Thread: [Matplotlib-users] Computer specs for fast matplotlib and basemap processing

Brought to you by: cjgohlke, dsdale, efiring, heeres, and 7 others

matplotlib-users

[Matplotlib-users] Computer specs for fast matplotlib and basemap processing

From: antonv <vas...@ya...> - 2009-04-08 18:05:41

Hi all,

I am processing a lot of grib data from noaa with the use of matplotlib and
basemap. On my actual laptop (p4 3ghz, 512mb ram) the whole process takes
close to 3 hours... so it's time for a new machine but still on a very tight
budget :)

My main question is what should i emphasize more, a quad core processor
running on 64 bit vista/xp, or more memory and a fast hard drive, even a
raid drive? Will python, mpl and basemap take full advantage of multiple
cores or will they use only one? Also, would they work on a 64 bit
environment or would I be better off just sticking to XP32? Now memory wise,
it seems that on my actual machine the app uses all the available ram, how
much should i buy to make sure that all it's needs would be meet? 

Processor wise, i see that both Intel and AMD have a plethora of options to
choose from... What would you recommend? 

And the last question is about hard drives. From your experience, what
drives should I look at? Is a SCSI raid still that much faster than a 10.000
rpm hdd? I've also seen that there are some 15.000 rpm drives that have a
controller, would they worth the money or should I just get a 10.000 rpm hdd
and be done?

Thanks for any help as lately I haven't kept up with the technology and I
feel like a noob :(

Anton
-- 
View this message in context: http://www.nabble.com/Computer-specs-for-fast-matplotlib-and-basemap-processing-tp22956400p22956400.html
Sent from the matplotlib - users mailing list archive at Nabble.com.

Re: [Matplotlib-users] Computer specs for fast matplotlib and basemap processing

From: Eric F. <ef...@ha...> - 2009-04-08 19:23:34

antonv wrote:
> Hi all,
> 
> I am processing a lot of grib data from noaa with the use of matplotlib and
> basemap.
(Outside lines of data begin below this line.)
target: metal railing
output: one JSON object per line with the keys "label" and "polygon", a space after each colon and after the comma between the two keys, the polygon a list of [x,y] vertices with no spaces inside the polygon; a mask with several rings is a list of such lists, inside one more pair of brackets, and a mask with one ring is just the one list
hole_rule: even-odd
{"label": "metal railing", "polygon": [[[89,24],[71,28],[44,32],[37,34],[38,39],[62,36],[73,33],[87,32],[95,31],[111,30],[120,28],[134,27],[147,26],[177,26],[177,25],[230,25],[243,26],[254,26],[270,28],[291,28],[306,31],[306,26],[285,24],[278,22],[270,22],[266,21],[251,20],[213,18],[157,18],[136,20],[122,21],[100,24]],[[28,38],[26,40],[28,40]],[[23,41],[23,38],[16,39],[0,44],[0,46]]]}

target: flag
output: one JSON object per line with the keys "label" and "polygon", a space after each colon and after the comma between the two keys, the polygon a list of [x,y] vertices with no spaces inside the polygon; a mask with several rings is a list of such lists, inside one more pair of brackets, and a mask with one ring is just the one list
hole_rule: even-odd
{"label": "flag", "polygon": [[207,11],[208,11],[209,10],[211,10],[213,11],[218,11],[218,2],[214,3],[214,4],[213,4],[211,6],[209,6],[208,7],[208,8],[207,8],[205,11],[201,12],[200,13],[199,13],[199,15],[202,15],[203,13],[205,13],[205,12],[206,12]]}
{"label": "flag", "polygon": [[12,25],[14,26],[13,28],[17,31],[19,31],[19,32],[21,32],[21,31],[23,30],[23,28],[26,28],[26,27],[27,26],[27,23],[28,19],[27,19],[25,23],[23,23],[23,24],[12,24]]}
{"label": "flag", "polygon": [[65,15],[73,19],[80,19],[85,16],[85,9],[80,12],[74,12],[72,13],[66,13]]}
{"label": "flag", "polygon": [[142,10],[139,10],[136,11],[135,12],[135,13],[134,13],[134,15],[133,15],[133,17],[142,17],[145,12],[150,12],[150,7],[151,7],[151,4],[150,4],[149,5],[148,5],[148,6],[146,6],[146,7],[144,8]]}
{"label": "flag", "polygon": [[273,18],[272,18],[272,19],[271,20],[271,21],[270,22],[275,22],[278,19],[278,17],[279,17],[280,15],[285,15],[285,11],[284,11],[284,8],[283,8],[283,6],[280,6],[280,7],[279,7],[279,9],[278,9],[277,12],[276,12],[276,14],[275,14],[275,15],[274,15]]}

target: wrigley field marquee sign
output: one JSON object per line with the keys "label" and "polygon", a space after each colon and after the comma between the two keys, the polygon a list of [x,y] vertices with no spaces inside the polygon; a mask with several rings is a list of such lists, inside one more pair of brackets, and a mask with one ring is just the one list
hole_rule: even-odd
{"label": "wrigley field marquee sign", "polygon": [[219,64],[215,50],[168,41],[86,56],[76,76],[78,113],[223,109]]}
On my actual laptop (p4 3ghz, 512mb ram) the whole process takes
> close to 3 hours... so it's time for a new machine but still on a very tight
> budget :)
> 
> My main question is what should i emphasize more, a quad core processor
> running on 64 bit vista/xp, or more memory and a fast hard drive, even a
> raid drive? Will python, mpl and basemap take full advantage of multiple
> cores or will they use only one? Also, would they work on a 64 bit
> environment or would I be better off just sticking to XP32? Now memory wise,
> it seems that on my actual machine the app uses all the available ram, how
> much should i buy to make sure that all it's needs would be meet? 

Just a few comments; I am sure others are more knowledgeable about most 
of this.

First, I think you need to try to figure out what the bottlenecks are. 
Can you monitor disk use, memory use, and cpu use?  Is the disk maxed 
out and the cpu idle?  If the disk is heavily used, is it swapping? 
 From what you have said, it is impossible to tell whether the disk 
speed would make a difference, for example.  My guess is that it is 
going to be low priority.

Second, as part of the above, you might review your code and see whether 
there are some very inefficient parts.  How much time is spent in loops 
that could be vectorized?  Are lists being used where arrays would be 
more efficient?  In basemap, are you re-using instances where possible, 
or are you unnecessarily re-extracting coastlines, for example?  Is it 
possible that you are running out of memory and then swapping because 
you are using pylab/pyplot and failing to close figures when you have 
finished with them?

If your budget is tight, I would be very surprised if SCSI would be 
cost-effective.  Generally, SATA is the way to go these days.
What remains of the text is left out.